Эльф лопал так, что Ганка испугалась:

– Ты это, – сказала она, заглотнув внушительный кусок, – осторожней. Этот хлеб только утром подошел, он еще сырой, его нельзя так быстро…

– А чего будет? – спросил эльф, – и торопливо, словно боялся, что отберут, отгрыз полгорбушки разом.

– Живот заболит, вот чего, – солидно сказала Ганка, – скрутит так, что и помереть можно… – Она подумала, что эльф может обидеться или подумать, что она пожалела ему сыра и хлеба, и вместо того, чтобы наслать удачу, отобрать ту, что уже имеется, а потому торопливо добавила. – Я ж ничего… ты не торопись только… я ж не отберу. А хочешь, еще принесу?

– Завтра? – обрадовался эльф.

– Нет, – Ганка покачала головой, – завтра не выйдет. Дней через пять, оно, пожалуй… Яйца у них как раз к тому закончатся, и сыр… То есть, – она поглядела на то, что осталось от сыра, полкруга, не больше, – сыр у них закончится раньше.

– А я видел твоих братьев, – эльф печально смотрел, как Ганка заворачивает остаток сыра обратно в тряпицу, – они такие большие, черные такие… И зачем-то играют в печку. Я видел, они такую клетку из деревьев сложили, и еще обложили деревьями и дерном все это сверху… Здоровая такая куча получилась, и теперь они ее жгут. Там дым стоит, на поляне, ух, какой дым.

– Это не игра, – Ганка хотела добавить «дурень», но вспомнила, что с эльфами так нельзя, – это они уголь делают. Это работа такая. Батя говорит, чтобы управлять огнем, надо особое умение, потому что огонь надо кормить, и вот на верхушке кучи сидит человек, он называется жигаль, и он разжигает костер и сбрасывает его в эту самую клетку, и это надо делать два дня и две ночи подряд, а когда куча загорится, вот тогда уж трубу закрывают, а внизу делают такие дырки, они называются поддуваленки. И если их правильно закрывать и открывать, можно управлять огнем.

– Все равно не понимаю, – эльф покачал головой, отчего венок опять съехал на ухо, – зачем деревья жечь? Им же больно.

– Наша семья испокон веку этим занимается, – солидно сказала Ганка, – и с лесом в дружбе. Батя же, когда помечает, какое дерево рубить, всегда смотрит, чтобы лес не обидеть… Потому как, он говорит, если дать деревьям вольно расти, как они хотят, они друг друга передушат.
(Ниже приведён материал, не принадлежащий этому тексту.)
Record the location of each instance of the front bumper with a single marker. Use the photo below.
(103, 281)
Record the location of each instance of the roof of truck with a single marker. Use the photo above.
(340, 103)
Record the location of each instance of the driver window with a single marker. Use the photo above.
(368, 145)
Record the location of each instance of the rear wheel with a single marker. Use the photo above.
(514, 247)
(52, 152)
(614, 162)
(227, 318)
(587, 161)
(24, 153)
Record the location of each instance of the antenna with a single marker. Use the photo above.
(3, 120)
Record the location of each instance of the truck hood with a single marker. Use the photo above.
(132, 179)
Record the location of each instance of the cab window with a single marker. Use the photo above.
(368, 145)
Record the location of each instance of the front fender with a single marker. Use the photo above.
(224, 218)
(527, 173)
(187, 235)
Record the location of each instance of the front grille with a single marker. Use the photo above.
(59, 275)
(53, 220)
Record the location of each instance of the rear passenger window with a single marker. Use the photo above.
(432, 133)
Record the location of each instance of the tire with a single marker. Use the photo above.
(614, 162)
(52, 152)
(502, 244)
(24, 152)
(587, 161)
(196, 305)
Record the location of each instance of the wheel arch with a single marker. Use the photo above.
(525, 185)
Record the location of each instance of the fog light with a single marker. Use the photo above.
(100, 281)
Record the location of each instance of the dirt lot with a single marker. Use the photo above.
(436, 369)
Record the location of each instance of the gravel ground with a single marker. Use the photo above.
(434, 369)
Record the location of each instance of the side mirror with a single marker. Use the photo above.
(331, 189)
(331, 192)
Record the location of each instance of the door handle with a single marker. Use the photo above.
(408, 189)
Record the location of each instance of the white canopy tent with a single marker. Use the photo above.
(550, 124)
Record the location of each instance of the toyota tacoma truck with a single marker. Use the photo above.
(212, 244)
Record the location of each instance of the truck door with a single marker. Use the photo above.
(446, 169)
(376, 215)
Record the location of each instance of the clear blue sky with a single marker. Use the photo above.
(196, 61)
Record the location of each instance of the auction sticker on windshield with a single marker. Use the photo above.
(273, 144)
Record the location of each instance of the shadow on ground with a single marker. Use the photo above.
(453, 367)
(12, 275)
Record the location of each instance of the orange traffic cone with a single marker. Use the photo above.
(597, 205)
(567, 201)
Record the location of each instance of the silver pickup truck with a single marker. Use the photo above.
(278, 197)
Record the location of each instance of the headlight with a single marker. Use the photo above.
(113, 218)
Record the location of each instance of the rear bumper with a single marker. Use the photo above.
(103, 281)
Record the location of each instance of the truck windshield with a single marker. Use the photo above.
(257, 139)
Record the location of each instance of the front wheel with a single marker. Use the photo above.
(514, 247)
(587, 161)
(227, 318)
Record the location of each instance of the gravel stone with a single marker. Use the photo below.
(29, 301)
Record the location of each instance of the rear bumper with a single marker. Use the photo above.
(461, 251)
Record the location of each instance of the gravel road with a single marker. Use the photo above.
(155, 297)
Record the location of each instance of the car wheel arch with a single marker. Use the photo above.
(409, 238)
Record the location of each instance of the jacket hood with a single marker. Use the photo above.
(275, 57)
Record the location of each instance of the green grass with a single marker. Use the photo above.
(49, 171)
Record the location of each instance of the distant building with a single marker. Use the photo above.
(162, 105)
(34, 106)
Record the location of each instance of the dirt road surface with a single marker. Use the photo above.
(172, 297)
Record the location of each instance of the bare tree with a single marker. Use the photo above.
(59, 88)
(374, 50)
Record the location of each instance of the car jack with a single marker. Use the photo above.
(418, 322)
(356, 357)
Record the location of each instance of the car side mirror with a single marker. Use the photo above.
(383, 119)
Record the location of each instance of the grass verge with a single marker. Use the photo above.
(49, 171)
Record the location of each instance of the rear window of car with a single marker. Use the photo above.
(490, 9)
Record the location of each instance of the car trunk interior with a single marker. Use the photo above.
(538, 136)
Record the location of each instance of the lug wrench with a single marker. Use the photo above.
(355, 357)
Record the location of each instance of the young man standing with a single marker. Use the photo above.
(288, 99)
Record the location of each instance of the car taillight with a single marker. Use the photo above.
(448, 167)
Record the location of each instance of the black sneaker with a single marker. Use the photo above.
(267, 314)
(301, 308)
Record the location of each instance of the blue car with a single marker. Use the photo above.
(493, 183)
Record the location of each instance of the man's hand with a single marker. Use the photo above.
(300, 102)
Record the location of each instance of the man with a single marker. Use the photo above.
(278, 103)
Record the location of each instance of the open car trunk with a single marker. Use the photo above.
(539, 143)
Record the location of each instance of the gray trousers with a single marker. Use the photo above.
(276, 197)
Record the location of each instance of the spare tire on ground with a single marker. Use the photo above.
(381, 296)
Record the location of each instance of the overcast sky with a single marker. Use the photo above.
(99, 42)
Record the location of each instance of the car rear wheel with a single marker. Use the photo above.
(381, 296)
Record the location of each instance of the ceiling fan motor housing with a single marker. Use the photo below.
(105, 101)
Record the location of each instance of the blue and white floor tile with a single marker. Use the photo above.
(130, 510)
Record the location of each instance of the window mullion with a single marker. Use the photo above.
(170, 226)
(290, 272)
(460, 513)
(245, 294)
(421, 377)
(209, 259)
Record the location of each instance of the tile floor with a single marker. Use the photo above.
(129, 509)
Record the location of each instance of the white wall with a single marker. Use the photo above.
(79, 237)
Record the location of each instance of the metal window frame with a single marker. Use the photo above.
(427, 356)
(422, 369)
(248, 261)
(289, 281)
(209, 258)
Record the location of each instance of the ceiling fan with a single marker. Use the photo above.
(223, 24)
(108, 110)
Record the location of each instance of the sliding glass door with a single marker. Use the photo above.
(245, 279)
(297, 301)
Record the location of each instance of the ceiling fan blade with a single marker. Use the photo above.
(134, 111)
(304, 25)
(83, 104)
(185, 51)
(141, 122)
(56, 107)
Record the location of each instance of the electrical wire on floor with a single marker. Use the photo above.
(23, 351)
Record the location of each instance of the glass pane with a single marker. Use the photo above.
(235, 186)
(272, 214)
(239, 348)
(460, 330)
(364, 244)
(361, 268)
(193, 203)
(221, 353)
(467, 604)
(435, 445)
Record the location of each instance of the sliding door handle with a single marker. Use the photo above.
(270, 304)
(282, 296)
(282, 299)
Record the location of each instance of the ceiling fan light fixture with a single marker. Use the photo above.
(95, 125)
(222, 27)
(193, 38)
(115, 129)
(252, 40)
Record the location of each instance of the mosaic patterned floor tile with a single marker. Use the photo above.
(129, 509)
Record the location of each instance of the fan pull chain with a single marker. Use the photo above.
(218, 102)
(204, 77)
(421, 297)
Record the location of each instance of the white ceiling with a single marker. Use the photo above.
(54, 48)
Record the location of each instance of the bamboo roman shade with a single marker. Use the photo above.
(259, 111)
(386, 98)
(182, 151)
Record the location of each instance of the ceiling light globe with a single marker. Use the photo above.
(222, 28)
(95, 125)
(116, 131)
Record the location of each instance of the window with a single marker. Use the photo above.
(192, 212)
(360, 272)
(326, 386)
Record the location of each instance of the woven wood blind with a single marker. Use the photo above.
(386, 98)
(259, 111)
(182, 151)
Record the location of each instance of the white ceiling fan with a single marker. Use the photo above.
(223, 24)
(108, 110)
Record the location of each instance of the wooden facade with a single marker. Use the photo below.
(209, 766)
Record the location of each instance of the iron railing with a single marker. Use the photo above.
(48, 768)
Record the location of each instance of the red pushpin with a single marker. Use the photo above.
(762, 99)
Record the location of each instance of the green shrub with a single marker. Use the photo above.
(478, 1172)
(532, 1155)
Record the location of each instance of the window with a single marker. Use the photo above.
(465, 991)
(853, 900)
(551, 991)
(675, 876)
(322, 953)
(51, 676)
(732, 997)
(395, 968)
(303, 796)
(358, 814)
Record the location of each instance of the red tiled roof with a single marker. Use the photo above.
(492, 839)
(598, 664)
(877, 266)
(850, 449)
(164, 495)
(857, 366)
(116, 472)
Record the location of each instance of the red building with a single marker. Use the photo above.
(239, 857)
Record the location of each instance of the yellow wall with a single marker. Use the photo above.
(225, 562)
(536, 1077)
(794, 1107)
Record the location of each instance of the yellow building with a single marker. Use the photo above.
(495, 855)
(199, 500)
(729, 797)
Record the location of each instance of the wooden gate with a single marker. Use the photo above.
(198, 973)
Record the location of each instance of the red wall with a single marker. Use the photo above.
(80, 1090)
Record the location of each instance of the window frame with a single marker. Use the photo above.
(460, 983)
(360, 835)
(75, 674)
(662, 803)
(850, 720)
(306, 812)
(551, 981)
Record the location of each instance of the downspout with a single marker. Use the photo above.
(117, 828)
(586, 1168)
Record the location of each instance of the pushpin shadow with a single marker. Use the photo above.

Это как с людьми, говорит он.

– Люди разве убивают друг друга? – испуганно спросил эльф.

– Не у нас, – сказала Ганка, подбирая крошки с ладони, – у нас, у зеленокутских, разве что в ухо кто по пьяни кому заедет. А на войне, батя говорит, да, убивают. И в городе, если ты сделал что-то плохое, убил или украл, тебя или казнят на городской площади, чтобы все видели, или сажают в такой дом, без окон без дверей, тюрьма называется.

– А как же они оттуда выходят? – эльф совсем расстроился.

– А никак, – авторитетно сказала Ганка, – их через трубу кормят. Спускают на веревке мешок с едой, и все… а они так и не выходят никогда. А когда помирают, то просто закладывают дырку, через которую еду спускали, камнями… вот.

Эльф зажмурился и в ужасе помотал головой.

– Лучше пускай казнят, – сказал он решительно, – чем вот так… Послушай, а ты в самом деле еще можешь сыра принести? Такой сыр вкусный оказался!

Солнце уже поднялось и бросало сквозь листву белые и золотые вспышки. А под деревьями было, как в воде, – тихо, прохладно и зелено. Поползень рыбкой скользил вниз головой по стволу рядом с Ганкой – в черной шапочке и очень деловитый. И тихо было, так тихо, точно и впрямь под водой, потому что никто из птиц уже не пел – дрова батя с братьями сушили в начале лета, ближе к месяцу серпню начинали складывать и палить кучу, а птицы к этому времени перестают петь, потому что им не до того – птенцы оперяются и требуют все больше и больше еды. Даже зяблики перестали подавать свое «хьют», которое всегда высвистывали, завидев Ганку. Сначала она думала, что они так ее приветствуют, но потом услышала, как зяблик в саду свистит на присевшего под деревом кота, и поняла, что это просто означает – «внимание, опасность снизу! Там, внизу, кто-то большой и страшный!».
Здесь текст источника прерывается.